Conditions That Commonly Overlap
Gambling disorder rarely exists in isolation. An estimated 28 to 50% of people with the condition have a lifetime history of substance use disorders, with nicotine dependence being especially common, affecting up to 80% of people with gambling disorder in some clinical samples. Alcohol dependence co-occurs in about 28% of cases. Anxiety and mood disorders are even more prevalent than substance use problems.
This overlap isn’t coincidental. The same genetic vulnerabilities and brain circuitry involved in gambling disorder contribute to substance addiction and depression, which means treating one condition without addressing the others often leads to poorer outcomes.
Suicide Risk
The link between gambling disorder and suicide is one of the most serious aspects of the condition and one of the least discussed. In clinical and treatment-seeking populations, 22 to 81% of individuals report suicidal thoughts, and 7 to 30% have attempted suicide. Even in community samples, where people may not yet be in treatment, 17 to 39% report suicidal ideation.

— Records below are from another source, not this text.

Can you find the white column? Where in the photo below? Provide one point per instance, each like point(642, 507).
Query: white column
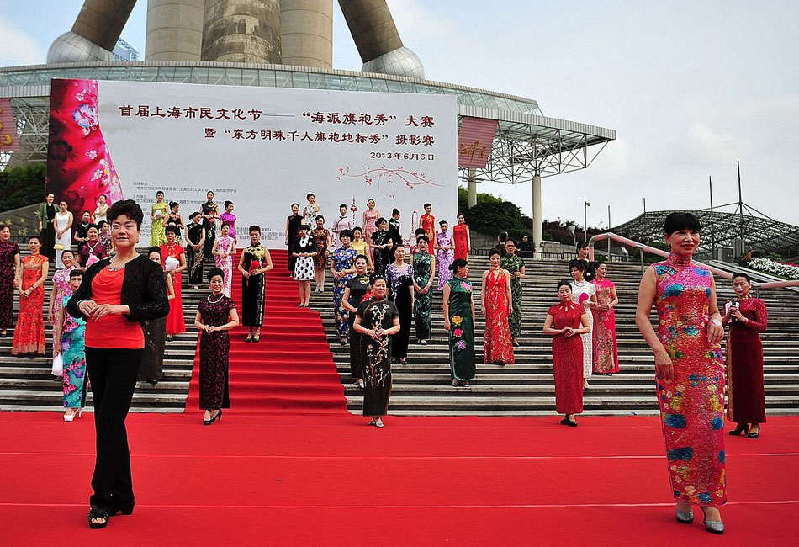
point(472, 187)
point(538, 216)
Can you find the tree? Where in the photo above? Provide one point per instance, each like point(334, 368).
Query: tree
point(22, 185)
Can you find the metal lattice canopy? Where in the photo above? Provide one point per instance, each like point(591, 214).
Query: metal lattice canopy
point(527, 142)
point(530, 144)
point(721, 229)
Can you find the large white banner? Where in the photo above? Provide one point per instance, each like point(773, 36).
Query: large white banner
point(264, 148)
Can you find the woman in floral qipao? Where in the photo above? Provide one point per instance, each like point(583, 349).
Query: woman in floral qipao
point(459, 321)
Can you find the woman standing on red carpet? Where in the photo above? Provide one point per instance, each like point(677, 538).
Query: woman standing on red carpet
point(114, 297)
point(173, 257)
point(603, 337)
point(29, 332)
point(9, 266)
point(377, 320)
point(497, 305)
point(460, 234)
point(565, 322)
point(746, 396)
point(689, 369)
point(216, 315)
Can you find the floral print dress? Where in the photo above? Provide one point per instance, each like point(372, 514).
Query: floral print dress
point(423, 303)
point(73, 354)
point(513, 263)
point(461, 332)
point(691, 404)
point(343, 259)
point(444, 258)
point(227, 246)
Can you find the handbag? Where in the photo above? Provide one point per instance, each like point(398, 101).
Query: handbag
point(58, 365)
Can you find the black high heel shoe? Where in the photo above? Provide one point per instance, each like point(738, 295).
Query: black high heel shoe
point(95, 513)
point(742, 429)
point(215, 417)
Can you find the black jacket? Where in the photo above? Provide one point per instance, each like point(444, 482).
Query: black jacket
point(143, 289)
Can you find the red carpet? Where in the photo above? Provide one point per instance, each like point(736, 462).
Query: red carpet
point(291, 370)
point(325, 480)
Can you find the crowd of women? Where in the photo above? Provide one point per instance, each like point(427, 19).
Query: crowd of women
point(108, 308)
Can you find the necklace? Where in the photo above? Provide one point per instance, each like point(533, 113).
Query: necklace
point(118, 266)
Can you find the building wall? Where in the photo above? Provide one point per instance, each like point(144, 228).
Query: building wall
point(244, 31)
point(174, 30)
point(306, 32)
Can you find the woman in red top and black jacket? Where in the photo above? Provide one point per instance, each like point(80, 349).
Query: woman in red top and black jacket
point(115, 296)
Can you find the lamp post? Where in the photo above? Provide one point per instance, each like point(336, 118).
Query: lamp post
point(585, 220)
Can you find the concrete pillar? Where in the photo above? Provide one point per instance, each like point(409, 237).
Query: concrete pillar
point(538, 216)
point(306, 33)
point(377, 39)
point(243, 31)
point(174, 30)
point(472, 188)
point(101, 21)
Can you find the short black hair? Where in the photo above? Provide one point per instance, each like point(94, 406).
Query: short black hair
point(677, 221)
point(215, 271)
point(458, 263)
point(577, 264)
point(129, 208)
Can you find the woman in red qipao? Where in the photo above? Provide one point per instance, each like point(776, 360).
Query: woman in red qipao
point(173, 258)
point(605, 350)
point(565, 322)
point(746, 396)
point(460, 233)
point(497, 305)
point(689, 369)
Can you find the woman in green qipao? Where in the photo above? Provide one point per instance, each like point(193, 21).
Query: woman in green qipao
point(459, 321)
point(424, 264)
point(68, 338)
point(515, 265)
point(158, 214)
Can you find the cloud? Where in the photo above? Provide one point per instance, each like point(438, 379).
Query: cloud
point(19, 48)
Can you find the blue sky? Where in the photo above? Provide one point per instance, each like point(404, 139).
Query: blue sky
point(691, 87)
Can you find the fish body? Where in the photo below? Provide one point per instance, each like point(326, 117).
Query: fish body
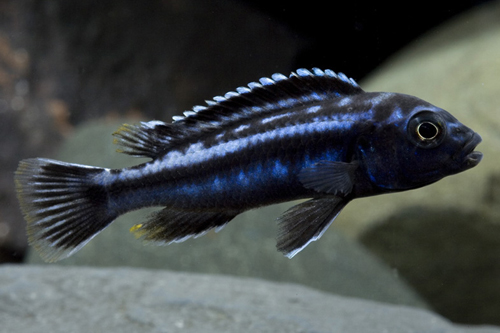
point(314, 135)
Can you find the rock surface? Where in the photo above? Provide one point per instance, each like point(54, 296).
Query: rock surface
point(63, 299)
point(455, 67)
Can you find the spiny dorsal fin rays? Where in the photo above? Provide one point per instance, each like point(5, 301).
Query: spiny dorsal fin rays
point(272, 93)
point(258, 99)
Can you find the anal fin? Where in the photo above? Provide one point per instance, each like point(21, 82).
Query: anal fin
point(306, 222)
point(174, 225)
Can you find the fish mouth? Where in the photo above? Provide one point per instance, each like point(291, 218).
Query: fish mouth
point(472, 157)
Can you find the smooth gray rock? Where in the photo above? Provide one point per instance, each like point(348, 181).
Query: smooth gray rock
point(69, 299)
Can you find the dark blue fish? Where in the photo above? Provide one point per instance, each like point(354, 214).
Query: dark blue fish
point(312, 135)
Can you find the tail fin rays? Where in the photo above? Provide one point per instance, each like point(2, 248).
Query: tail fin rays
point(64, 205)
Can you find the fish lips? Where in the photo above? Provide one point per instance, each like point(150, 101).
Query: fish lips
point(472, 158)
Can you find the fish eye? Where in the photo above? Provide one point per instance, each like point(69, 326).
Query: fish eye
point(426, 130)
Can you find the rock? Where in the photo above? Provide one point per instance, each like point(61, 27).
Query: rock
point(70, 299)
point(455, 67)
point(245, 247)
point(450, 257)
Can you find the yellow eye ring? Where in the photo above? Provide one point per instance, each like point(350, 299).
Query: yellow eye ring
point(427, 131)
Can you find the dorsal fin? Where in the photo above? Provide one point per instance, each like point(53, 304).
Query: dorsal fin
point(273, 94)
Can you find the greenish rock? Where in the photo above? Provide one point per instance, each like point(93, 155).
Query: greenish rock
point(455, 67)
point(84, 299)
point(450, 257)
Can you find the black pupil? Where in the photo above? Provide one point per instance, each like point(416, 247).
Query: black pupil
point(427, 131)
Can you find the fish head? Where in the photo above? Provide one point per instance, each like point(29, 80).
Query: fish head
point(420, 146)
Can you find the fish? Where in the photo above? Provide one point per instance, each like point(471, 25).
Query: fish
point(313, 135)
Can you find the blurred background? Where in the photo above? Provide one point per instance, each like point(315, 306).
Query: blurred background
point(65, 65)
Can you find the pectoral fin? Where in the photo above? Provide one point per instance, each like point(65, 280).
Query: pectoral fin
point(329, 177)
point(306, 222)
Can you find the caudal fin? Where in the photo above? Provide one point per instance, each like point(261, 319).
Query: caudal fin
point(63, 203)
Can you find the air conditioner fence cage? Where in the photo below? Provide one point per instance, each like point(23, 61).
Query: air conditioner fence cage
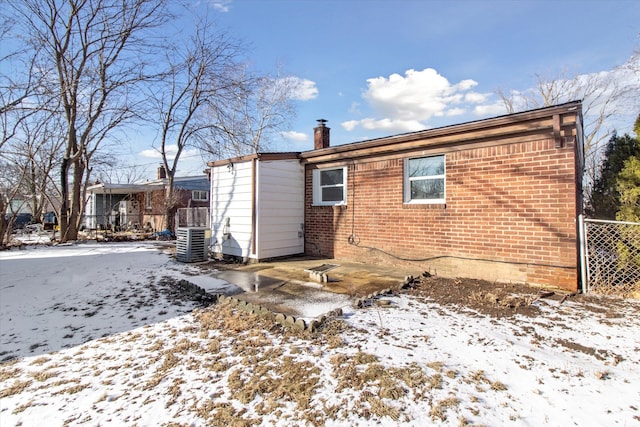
point(192, 244)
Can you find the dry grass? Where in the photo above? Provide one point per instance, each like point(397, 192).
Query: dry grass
point(440, 409)
point(16, 388)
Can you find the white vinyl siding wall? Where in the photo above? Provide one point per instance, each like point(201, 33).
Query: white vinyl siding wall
point(279, 205)
point(231, 201)
point(280, 208)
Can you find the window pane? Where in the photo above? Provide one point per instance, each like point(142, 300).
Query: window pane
point(427, 189)
point(331, 177)
point(426, 166)
point(332, 194)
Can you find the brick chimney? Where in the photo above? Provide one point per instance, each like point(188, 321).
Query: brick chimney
point(321, 135)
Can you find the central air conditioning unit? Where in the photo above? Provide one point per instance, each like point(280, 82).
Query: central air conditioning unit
point(192, 244)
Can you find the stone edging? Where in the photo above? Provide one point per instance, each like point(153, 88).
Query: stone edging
point(288, 321)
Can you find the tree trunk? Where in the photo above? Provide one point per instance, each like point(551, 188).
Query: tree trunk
point(64, 208)
point(169, 204)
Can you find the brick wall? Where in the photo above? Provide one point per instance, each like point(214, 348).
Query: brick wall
point(510, 215)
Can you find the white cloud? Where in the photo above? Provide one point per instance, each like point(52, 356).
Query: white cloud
point(384, 124)
point(495, 109)
point(418, 95)
point(476, 98)
point(349, 125)
point(294, 136)
point(221, 5)
point(171, 151)
point(404, 103)
point(302, 89)
point(455, 112)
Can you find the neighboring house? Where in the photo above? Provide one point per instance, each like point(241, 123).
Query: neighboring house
point(141, 205)
point(496, 199)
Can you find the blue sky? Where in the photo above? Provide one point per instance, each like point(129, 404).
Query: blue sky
point(374, 68)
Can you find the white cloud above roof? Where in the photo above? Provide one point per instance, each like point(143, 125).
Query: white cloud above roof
point(171, 150)
point(406, 103)
point(221, 5)
point(303, 89)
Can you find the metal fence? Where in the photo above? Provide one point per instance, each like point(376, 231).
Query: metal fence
point(612, 256)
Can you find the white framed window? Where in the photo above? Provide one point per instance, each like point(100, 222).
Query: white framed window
point(199, 196)
point(330, 186)
point(425, 180)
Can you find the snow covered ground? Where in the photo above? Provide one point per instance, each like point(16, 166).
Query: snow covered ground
point(101, 339)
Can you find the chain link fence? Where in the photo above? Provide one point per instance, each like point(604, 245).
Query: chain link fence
point(612, 257)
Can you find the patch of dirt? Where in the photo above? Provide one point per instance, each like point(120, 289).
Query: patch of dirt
point(506, 299)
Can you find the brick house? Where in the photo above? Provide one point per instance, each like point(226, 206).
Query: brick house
point(495, 199)
point(141, 205)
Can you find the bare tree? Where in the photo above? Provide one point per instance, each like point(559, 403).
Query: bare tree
point(604, 96)
point(202, 74)
point(89, 54)
point(250, 120)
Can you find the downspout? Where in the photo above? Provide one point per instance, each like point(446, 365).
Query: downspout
point(254, 205)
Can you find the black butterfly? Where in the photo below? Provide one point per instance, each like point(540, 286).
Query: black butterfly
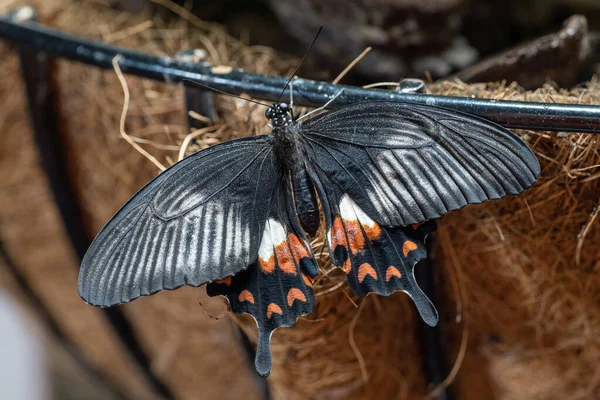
point(234, 215)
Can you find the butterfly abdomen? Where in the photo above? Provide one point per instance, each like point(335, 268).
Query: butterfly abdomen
point(305, 200)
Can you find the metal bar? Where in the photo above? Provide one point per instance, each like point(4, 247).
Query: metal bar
point(515, 114)
point(202, 101)
point(435, 361)
point(43, 113)
point(46, 316)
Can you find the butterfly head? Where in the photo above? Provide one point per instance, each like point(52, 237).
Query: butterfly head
point(280, 115)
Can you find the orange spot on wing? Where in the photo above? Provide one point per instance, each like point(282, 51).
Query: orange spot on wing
point(226, 281)
point(355, 236)
point(365, 270)
point(273, 308)
point(347, 267)
point(285, 259)
point(245, 295)
point(392, 271)
point(267, 266)
point(307, 280)
point(408, 246)
point(373, 232)
point(299, 249)
point(295, 294)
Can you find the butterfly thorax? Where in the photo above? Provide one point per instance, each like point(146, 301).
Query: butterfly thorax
point(285, 135)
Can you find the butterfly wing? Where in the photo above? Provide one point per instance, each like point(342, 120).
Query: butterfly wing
point(406, 163)
point(377, 259)
point(198, 221)
point(276, 289)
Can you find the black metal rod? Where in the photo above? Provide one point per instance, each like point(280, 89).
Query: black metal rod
point(43, 113)
point(515, 114)
point(46, 316)
point(435, 362)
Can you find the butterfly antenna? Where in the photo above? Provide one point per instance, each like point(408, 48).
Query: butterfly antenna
point(225, 93)
point(301, 61)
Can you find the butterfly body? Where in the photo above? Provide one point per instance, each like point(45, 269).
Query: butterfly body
point(235, 216)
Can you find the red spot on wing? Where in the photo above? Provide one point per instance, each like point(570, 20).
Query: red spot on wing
point(295, 294)
point(366, 270)
point(226, 281)
point(285, 259)
point(245, 295)
point(307, 280)
point(408, 246)
point(347, 267)
point(391, 272)
point(373, 232)
point(273, 308)
point(356, 238)
point(267, 266)
point(299, 249)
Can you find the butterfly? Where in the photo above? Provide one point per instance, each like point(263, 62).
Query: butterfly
point(237, 215)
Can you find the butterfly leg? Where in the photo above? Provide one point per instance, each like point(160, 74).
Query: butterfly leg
point(324, 106)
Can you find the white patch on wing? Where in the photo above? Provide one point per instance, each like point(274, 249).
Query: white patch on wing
point(346, 209)
point(273, 235)
point(350, 211)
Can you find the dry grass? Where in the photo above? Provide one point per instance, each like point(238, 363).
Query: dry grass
point(520, 274)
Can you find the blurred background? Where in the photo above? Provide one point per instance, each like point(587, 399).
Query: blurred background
point(517, 277)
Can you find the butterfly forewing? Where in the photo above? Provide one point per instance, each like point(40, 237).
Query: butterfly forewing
point(199, 221)
point(276, 289)
point(404, 163)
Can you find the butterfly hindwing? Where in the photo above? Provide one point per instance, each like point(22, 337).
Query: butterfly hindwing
point(377, 259)
point(276, 289)
point(198, 221)
point(407, 163)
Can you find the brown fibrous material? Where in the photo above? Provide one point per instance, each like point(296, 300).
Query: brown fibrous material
point(519, 305)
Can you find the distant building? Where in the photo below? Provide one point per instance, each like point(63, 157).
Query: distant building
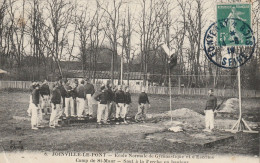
point(135, 78)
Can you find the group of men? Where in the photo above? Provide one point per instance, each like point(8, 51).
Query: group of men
point(75, 98)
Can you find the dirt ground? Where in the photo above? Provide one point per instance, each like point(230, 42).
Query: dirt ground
point(123, 138)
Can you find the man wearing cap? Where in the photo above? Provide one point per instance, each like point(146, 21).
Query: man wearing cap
point(90, 90)
point(102, 112)
point(69, 102)
point(211, 105)
point(128, 102)
point(56, 104)
point(120, 103)
point(143, 101)
point(81, 96)
point(111, 99)
point(45, 94)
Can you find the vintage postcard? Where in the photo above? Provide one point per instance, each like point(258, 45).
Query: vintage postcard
point(129, 81)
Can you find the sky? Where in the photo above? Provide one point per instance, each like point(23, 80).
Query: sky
point(209, 16)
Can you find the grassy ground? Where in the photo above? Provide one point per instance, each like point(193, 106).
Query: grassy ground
point(123, 138)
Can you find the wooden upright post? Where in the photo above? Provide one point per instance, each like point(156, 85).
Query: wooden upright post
point(241, 124)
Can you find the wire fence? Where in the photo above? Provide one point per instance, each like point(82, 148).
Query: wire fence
point(25, 85)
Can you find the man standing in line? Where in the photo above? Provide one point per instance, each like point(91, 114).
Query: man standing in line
point(111, 99)
point(128, 102)
point(81, 96)
point(209, 111)
point(75, 85)
point(35, 107)
point(56, 104)
point(69, 102)
point(90, 90)
point(102, 112)
point(143, 101)
point(45, 94)
point(120, 102)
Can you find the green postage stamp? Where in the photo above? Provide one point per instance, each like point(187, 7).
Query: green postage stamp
point(233, 21)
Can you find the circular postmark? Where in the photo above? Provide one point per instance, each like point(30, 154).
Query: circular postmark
point(229, 43)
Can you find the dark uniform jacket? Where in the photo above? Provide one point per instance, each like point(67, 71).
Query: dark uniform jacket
point(62, 91)
point(143, 98)
point(56, 96)
point(128, 98)
point(69, 91)
point(89, 88)
point(120, 97)
point(102, 97)
point(45, 90)
point(36, 96)
point(81, 92)
point(111, 95)
point(211, 103)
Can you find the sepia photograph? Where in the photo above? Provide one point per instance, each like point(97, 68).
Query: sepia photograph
point(129, 81)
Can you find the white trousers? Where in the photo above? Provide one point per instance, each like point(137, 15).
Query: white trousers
point(54, 114)
point(34, 115)
point(89, 104)
point(102, 112)
point(209, 119)
point(69, 105)
point(141, 113)
point(127, 106)
point(120, 110)
point(80, 106)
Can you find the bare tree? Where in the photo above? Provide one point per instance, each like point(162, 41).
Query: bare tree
point(112, 30)
point(60, 16)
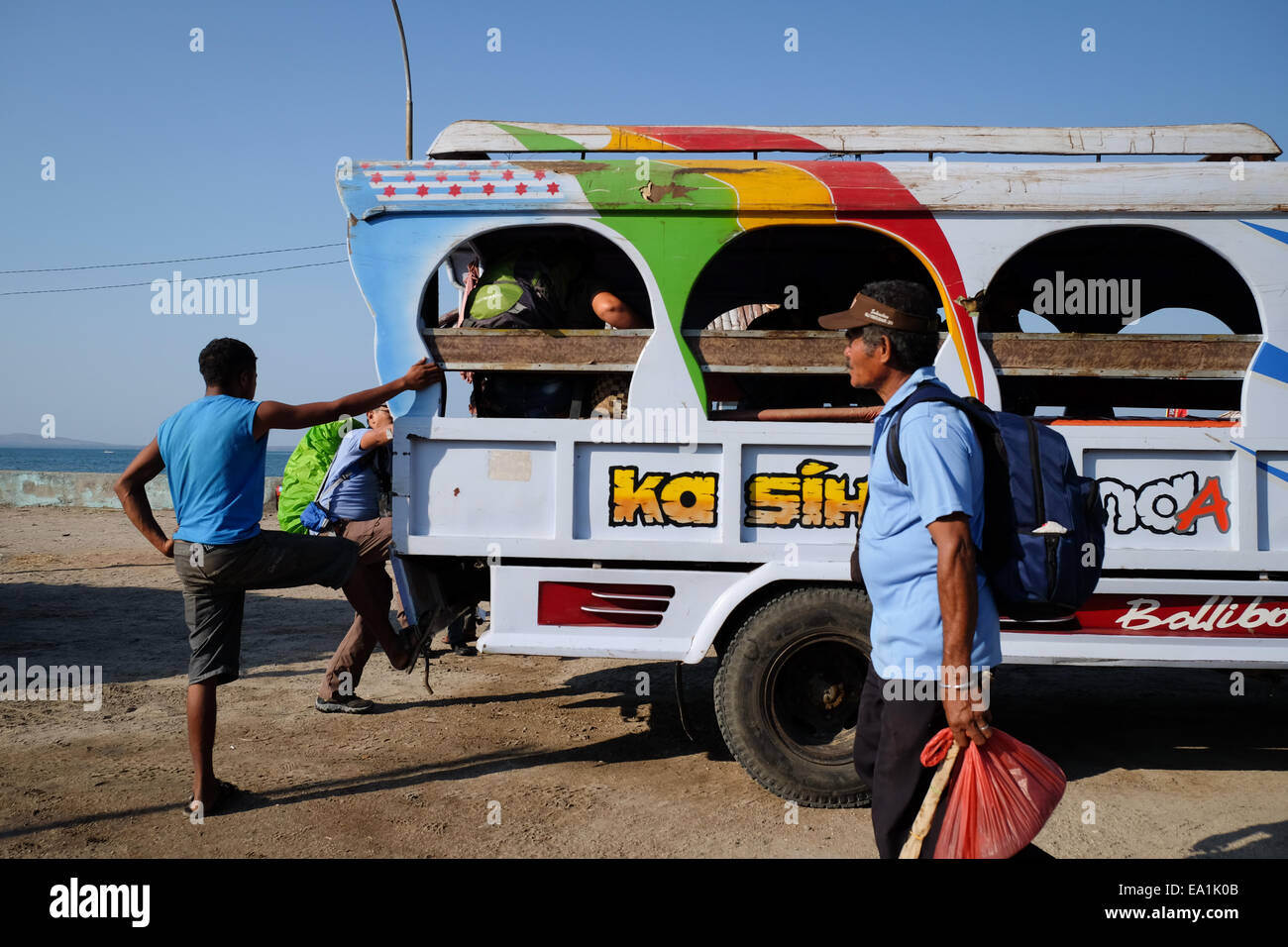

A Swedish population study found that people diagnosed with gambling disorder had a 15-fold increase in suicide mortality compared to the general population. In Italy, the incidence rate for suicide among those with the diagnosis was more than 93 times that of the general public. These numbers make gambling disorder one of the psychiatric conditions most strongly associated with suicide risk.
How Gambling Disorder Is Treated
Cognitive behavioral therapy is the most widely studied and recommended psychological treatment. It typically involves four components: correcting distorted beliefs about gambling (such as the idea that a losing streak makes a win more likely, or the illusion that skill can influence random outcomes), building problem-solving skills, improving social skills that may have eroded during the addiction, and developing strategies to prevent relapse. The cognitive piece is particularly important because gambling disorder is fueled by specific thinking errors about randomness and control that feel completely real to the person experiencing them.
On the medication side, two drugs that block opioid receptors in the brain have the strongest evidence. A large network meta-analysis found that both reduced gambling severity compared to placebo, with meaningful improvements in quality of life as well. However, tolerability is a concern: people taking these medications were roughly seven to eight times more likely to drop out of studies due to side effects than those on placebo. Medication is generally considered alongside therapy rather than as a standalone treatment.
Peer support programs modeled on 12-step approaches also play a role for many people, offering structure, accountability, and connection with others who understand the experience firsthand. Recovery timelines vary widely, and relapse is common, but sustained improvement is achievable, particularly when treatment addresses co-occurring conditions like depression or substance use at the same time.